The economic theory underlying this behavior is straightforward, even if rarely stated plainly. People discount future rewards relative to present ones. The size of that discount reflects how much one trusts the future—the less they trust the future, the more they favor immediate payoff. A generation that grew up through a global pandemic, a student debt crisis, and a climate emergency has rational cause to apply a heavy discount to any future payoff that requires decades of patient accumulation to realize. The expected value of a small chance at fast wealth looks more attractive not because young people have become reckless, but because they have assessed their odds under the conventional path and found them wanting.
AI does not cause this dynamic, but it accelerates it, and adds a dimension the economic data cannot capture. The gambler still believes in the possibility of winning, betting on some outcome they can still imagine reaching.
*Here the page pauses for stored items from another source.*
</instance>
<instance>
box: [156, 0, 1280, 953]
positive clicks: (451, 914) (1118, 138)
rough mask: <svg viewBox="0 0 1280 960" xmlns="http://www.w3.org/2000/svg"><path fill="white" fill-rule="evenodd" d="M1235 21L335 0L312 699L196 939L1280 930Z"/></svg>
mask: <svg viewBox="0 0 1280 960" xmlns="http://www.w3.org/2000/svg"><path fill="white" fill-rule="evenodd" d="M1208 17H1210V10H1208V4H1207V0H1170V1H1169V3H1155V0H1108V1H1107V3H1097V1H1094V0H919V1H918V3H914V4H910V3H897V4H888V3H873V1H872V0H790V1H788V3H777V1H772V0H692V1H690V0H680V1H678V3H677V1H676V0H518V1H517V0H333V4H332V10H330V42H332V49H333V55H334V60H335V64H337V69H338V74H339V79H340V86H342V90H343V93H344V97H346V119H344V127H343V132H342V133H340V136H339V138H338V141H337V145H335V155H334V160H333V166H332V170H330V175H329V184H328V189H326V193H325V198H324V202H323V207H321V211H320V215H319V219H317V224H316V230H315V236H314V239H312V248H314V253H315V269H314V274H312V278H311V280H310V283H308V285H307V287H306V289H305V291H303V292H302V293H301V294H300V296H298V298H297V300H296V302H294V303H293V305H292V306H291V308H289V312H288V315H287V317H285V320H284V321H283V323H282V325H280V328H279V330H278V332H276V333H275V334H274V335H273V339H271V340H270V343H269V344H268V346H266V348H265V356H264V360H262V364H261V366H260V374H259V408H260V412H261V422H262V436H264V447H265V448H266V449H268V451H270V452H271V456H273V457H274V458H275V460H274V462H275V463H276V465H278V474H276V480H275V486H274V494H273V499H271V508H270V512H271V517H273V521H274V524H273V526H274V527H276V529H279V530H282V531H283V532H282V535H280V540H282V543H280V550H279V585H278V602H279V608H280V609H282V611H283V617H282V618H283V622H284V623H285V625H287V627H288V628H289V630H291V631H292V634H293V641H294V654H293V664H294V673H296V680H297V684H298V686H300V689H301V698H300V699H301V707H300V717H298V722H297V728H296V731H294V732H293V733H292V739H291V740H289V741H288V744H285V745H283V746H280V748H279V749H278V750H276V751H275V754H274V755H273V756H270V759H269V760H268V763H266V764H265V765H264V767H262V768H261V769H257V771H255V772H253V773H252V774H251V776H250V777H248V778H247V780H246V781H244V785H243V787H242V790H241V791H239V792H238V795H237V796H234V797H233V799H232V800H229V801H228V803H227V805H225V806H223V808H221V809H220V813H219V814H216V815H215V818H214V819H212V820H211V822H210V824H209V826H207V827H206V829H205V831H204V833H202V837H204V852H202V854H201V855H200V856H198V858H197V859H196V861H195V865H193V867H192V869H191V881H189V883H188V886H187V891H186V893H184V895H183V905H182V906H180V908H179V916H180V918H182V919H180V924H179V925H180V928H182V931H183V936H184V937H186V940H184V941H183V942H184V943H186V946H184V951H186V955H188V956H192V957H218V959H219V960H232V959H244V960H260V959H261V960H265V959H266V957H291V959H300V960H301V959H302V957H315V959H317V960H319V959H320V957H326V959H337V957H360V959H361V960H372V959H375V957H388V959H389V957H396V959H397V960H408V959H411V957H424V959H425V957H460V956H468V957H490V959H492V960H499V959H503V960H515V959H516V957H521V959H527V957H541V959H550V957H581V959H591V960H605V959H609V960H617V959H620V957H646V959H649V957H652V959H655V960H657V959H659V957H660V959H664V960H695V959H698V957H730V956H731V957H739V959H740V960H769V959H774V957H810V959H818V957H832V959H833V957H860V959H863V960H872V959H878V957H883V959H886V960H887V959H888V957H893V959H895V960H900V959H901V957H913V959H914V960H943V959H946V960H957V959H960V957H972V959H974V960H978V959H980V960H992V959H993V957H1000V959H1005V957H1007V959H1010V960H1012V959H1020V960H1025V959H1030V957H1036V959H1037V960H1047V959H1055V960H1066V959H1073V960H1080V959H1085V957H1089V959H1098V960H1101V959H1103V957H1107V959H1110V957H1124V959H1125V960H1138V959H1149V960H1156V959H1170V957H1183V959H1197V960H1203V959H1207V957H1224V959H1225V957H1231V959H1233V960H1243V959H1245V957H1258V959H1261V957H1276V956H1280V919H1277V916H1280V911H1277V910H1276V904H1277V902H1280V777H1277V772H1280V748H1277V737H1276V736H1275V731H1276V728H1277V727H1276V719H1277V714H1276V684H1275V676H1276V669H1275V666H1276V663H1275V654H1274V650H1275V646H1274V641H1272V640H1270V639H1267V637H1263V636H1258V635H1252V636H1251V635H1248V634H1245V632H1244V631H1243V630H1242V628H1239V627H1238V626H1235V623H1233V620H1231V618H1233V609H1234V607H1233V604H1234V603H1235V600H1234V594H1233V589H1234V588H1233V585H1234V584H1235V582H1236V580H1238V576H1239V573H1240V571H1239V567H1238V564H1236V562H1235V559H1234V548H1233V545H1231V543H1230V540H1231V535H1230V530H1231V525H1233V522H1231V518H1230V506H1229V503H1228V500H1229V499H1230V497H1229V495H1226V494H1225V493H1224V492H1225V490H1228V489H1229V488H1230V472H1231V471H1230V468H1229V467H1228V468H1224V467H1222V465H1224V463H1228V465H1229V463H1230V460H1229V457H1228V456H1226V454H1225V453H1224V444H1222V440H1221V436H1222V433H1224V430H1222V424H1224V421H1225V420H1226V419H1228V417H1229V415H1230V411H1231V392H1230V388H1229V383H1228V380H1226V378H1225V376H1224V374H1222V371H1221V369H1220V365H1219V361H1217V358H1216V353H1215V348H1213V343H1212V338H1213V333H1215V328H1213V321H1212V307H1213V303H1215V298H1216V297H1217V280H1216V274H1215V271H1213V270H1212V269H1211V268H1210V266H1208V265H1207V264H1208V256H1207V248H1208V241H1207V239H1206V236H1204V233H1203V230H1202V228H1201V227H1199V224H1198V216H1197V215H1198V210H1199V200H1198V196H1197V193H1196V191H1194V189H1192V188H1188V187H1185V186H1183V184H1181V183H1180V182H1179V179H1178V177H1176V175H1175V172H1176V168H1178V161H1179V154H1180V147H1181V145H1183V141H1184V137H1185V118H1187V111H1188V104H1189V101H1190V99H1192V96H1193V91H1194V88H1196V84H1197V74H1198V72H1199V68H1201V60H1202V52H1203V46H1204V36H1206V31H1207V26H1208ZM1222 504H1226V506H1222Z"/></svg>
What AI introduces is something more total: the suspicion that self-investment is inherently a losing proposition. Why spend three years becoming a competent writer, coder, or analyst when the tool that outperforms you is already free, in your pocket, and improving faster than any human can match? In previous eras of technological disruption, competence still mattered because there were other avenues in which humans could pivot to and still contribute to society. When powerful agents are capable of acting faster and more precisely than humans in just about every field imaginable, however, it’s hard to justify developing skills and abilities that will rapidly fall into disuse.
Frankenstein ends with the scientist’s destruction, as his body finally gives out on his quest to destroy his creation. In Shelley’s book, Victor finds reprieve from his inhumane creation in the natural world, seeking solace in the grandness of God’s creation that mitigates his guilt from his demonic offspring. I have found myself needing something similar: not faith exactly, but the suspicion that the chain of creation does not simply terminate with us handing dominion to our machines. “Wherefore I perceive that there is nothing better, than that a man should rejoice in his own works; for that is his portion” (Ecclesiastes 3:22). Perhaps what remains uniquely human is not intelligence, but the choice to find meaning beyond the material world in effort and work. ChatGPT can write this essay, but it cannot derive satisfaction from having written it. What Ecclesiastes terms as the portion, or the private, irreducible fact of having made something with the full weight of your attention and your struggle, remains, for now, ours alone.